The PolymiRTS database contained valuable data regarding variants that affected miRNA binding. Seven 3’ UTR were observed to alter the miRNA binding sites, including its genomic location, ancestral allele, functional class, and Context + score (Table 1). Moreover, it was found that one SNP affected multiple miRNAs. SNPS rs80119748 altered the binding site of hsa-miR-3186-3p at conserved site, rs11553733 altered the binding site of various miRNAs; it created a new binding site of has-miR-4746-3p and hsa-miR-876-3p, and it altered the binding site of hsa-miR-140-5p hsa-miR-6499-3p at the conserved site, rs113534097 impacted the binding site of two miRNA such as hsa-miR-188-5p, hsa-miR-6866-3p by creating new binding sites. rs143864233 affected the binding sites of hsa-miR-1307-3p, hsa-miR-1469, hsa-miR-4638-5p at conserved sites. rs202100130 altered the binding site of hsa-miR-3943 at the conserved site, whereas it created new binding sites for following miRNA such as hsa-miR-4313, hsa-miR-3127-3p, hsa-miR-6769a-3p, hsa-miR-6756, 3p, rs1050601, hsa-miR-132-5p, hsa-miR-3148 d, hsa-miR-6124 d, hsa-miR-4497, hsa-miR-4664-3p, hsa-miR-4668-5p, hsa-miR-6784-5p. The SNPinfo database indicated that rs57743955 5’ UTR variant created TFBS. Among 5’UTR variants, it was found that solely one variant had a discernible impact on the TFBS (Table 2).
Analyzing the impact of UTR variants on RNA secondary structure
Out of 25 5’ UTR, eight variants were found to alter the RNA secondary structure. rs1450239046 removed one stem-loop. Conversely, rs12822623960 removed two stem loops, rs1471967977 removed two stem loops and increased the positional entropy, rs1319211422 removed one stem-loop and created a larger stem-loop, and rs1292130789 removed three stem-loops. Variant rs192386882 also caused the removal of three stem loops and caused an increase in the positional entropy, rs145641717175 rearranged nucleotides in the stem-loop, enlarged it, and increased the positional, and rs1444012826 added one stem loop and decreased the positional entropy (Fig. 6A). Out of 24 3’ UTR, 6 variants either removed or added stem loops. The rs1038816956 removed a stem-loop leading to a decrease in positional entropy; the rs754595816 added one stem-loop, causing a larger stem-loop; the rs753475181 added two stem-loops, leading to high positional energy.the rs1006004882 and rs779822936 added one stem-loop, resulting in a decrease in positional entropy and the rs755735985 added a stem-loop, causingan increase in positional entropy (Fig. 6B).
PRKCZ RNA secondary prediction and positional entropy by RNAFold. (A) Shows RNA secondary structure for both wild type (W) and mutant (M) for 3’ UTR variants, while (B) Shows RNA secondary structure for both wild type (W) and mutant (M) for 5’ UTR variants. Positional entropy entropy is denoted with different colors; red depicts the highest, and blue represents the lowest positional entropy
The non-coding variants exerted varied effects on the mRNA structural stability by either enhancing or reducing it or causingno effect. The results showed that among 5’ UTR, ten variants caused an increase, six caused a decrease, and nine variants had no effect on the mRNA stability (Fig. 7A) (Supplementary Material S8, Table S8). Moreover, 3’ UTR analysis showed that among all3’ UTR variants, seven variants led to an increase, six variants caused a decrease, and ten variants had no effect on the mRNA structure stability (Fig. 7B) (Supplementary Material S9, Table S9). Furthermore, a collective analysis of 5’ UTR and 3’ UTR variants effect on mRNA stability is depicted in Fig. 7C.

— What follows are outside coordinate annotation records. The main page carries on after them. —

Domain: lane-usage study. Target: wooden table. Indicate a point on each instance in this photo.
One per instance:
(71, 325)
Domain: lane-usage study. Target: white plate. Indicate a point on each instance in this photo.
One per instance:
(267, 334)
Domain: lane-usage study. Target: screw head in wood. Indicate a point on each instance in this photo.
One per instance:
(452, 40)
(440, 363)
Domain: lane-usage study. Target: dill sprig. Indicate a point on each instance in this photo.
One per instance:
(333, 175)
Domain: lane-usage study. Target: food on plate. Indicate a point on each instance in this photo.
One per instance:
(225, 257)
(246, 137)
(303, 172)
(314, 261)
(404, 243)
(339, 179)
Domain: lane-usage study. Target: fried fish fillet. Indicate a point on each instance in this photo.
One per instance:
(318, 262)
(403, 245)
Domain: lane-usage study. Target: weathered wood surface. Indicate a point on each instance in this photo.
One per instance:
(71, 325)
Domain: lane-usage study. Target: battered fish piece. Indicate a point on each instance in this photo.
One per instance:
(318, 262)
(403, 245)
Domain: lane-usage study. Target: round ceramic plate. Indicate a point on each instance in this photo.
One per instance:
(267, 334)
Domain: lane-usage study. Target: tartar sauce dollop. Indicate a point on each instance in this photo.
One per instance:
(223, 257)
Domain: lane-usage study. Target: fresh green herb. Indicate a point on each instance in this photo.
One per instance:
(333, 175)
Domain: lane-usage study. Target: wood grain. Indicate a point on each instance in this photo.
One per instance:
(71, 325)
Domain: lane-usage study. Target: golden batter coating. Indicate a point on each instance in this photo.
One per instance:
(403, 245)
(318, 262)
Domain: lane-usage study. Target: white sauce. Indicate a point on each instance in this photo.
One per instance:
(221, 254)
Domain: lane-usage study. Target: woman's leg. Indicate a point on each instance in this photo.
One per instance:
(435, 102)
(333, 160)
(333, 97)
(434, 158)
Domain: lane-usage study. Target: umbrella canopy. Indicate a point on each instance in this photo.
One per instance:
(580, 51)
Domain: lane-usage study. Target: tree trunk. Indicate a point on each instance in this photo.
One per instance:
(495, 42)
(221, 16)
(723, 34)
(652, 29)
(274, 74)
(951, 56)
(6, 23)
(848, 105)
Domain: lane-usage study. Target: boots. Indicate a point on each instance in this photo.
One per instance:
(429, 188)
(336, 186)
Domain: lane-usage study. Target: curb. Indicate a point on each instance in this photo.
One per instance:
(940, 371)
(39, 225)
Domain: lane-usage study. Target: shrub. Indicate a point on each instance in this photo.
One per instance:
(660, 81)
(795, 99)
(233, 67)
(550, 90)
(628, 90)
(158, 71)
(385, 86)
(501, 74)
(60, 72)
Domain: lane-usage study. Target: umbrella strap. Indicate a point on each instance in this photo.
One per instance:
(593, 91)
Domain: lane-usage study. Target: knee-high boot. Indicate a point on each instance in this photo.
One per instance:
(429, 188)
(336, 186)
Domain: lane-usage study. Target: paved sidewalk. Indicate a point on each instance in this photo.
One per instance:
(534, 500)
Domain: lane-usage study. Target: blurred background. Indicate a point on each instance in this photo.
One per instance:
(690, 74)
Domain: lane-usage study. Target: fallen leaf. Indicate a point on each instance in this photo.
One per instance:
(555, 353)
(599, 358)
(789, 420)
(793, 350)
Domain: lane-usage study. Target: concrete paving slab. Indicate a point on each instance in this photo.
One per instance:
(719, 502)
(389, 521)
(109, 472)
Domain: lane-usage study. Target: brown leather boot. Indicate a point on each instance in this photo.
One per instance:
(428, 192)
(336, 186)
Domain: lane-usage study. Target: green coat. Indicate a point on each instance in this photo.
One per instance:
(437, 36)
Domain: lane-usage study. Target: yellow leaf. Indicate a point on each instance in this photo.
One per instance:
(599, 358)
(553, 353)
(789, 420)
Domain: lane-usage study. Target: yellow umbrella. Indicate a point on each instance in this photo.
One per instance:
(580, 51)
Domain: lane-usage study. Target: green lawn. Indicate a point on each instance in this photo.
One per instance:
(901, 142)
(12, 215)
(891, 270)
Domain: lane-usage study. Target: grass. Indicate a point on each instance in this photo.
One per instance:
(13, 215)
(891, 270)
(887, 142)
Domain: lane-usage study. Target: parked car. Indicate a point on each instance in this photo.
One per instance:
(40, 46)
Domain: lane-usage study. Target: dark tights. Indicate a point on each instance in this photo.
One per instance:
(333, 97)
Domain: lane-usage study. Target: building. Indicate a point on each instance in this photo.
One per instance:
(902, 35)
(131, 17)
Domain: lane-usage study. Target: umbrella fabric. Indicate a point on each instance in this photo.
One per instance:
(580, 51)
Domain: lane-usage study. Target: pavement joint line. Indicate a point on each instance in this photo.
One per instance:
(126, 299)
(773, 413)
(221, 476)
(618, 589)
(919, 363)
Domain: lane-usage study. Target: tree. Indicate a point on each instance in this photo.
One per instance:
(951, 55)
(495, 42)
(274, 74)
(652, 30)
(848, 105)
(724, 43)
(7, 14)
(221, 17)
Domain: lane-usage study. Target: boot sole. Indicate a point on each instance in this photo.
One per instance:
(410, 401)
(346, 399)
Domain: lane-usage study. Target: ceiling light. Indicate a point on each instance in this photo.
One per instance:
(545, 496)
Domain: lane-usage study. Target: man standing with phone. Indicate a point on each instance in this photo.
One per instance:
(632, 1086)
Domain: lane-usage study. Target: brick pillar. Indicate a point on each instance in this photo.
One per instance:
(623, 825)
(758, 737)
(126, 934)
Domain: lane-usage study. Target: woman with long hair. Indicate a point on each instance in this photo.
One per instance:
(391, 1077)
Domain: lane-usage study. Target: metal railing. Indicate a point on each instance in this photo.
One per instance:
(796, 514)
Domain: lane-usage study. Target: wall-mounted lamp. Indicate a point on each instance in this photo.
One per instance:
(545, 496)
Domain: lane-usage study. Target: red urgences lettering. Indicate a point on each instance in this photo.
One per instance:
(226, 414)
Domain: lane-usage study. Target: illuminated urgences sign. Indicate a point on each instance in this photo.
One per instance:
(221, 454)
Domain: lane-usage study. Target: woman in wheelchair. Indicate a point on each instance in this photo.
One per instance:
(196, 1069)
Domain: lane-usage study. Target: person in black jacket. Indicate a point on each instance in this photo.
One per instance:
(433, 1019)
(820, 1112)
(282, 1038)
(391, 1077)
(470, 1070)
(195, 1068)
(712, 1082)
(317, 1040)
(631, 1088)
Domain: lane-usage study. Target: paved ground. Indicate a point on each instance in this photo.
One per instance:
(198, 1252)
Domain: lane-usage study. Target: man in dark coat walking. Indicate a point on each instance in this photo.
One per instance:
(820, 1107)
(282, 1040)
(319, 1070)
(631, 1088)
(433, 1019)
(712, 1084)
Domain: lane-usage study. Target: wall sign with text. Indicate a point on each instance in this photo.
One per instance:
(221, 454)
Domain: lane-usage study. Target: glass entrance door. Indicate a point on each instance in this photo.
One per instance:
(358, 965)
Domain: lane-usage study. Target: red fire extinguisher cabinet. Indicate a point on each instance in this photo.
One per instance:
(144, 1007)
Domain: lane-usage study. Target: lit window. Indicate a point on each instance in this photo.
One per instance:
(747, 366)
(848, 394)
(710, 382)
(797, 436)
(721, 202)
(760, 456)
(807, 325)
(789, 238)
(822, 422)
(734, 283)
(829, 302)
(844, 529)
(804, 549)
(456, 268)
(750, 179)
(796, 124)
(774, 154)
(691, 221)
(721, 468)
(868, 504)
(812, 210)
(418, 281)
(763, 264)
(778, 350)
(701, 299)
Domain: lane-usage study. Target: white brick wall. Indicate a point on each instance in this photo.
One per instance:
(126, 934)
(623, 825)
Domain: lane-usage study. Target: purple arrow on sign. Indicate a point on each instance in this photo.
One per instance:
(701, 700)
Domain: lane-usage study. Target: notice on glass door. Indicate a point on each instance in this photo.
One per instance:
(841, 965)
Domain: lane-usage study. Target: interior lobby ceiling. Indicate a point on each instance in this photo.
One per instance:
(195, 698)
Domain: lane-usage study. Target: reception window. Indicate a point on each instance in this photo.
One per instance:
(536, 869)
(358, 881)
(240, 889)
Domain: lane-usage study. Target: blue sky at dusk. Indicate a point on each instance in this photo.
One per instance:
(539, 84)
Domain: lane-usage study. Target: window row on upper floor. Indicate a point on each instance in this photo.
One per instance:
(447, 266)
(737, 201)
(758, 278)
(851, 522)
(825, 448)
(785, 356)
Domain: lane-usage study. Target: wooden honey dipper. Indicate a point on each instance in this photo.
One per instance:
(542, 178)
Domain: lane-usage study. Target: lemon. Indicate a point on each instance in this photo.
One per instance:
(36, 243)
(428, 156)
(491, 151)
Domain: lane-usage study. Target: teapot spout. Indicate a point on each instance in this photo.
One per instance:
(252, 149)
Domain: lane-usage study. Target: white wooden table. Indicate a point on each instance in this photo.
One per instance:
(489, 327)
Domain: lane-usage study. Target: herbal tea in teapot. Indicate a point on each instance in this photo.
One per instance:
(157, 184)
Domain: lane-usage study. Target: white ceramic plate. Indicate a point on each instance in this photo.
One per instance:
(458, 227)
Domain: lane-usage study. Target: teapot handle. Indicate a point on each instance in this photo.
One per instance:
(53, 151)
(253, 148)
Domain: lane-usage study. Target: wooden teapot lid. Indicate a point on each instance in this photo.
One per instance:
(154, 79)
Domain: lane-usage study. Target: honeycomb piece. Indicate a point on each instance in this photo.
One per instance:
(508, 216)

Minimum Free Energy calculation by RNAFold due to UTR variants (A) variation in MFE in 5’ UTR mutations, (B) variation in MFE in 3’ UTR, and (c) shows a collective analysis of the decrease, increase, and no change in mRNA stability upon 5’ UTR and 3’ UTR variations
Analyzing the impact of UTR variants on expression by eQTLs
The GTEx portal revealed that only one variant, rs17777295, was found to be expressed in the lungs and thyroid with a p-value of 1.9e-116 and 1.5e-19, respectively (Table 3).
Analyzing variation tolerance
The Human Gene Database revealed that PRKCZ had a high probability of intolerance, with scores of 8.25% and 1.63%, respectively (Table 4). In practical terms, this means that genetic variants could impactPRKCZ functionally that could increase the likelihood of disease onset. Specifically, the database indicated that as gene damage increases, the probability of the gene-to cause disease decreases.
Discussion
Gene variations in UTR regions have been linked to various diseases. Literature has highlighted the involvement of UTR variants in several neurological and oncological disorders [45,46,47,48]. These regions are of extreme significance due to their essential function in regulating gene expression through the addition, deletion, or modification of transcription factors and transcription binding sites. However, the literature does not contain data concerning the role of PRKCZ UTR variants in disease onset. Experimental procedures can be inefficient in terms of both time and cost. Therefore, the present study utilized in-silico approaches to determine the effect of UTR variations in PRKCZ. The present study has examined the impact of PRKCZ UTR variants on interactions with transcription factors and miRNA. RNA secondary structure, eQTLs, gene network, and variation tolerance analysis were also done.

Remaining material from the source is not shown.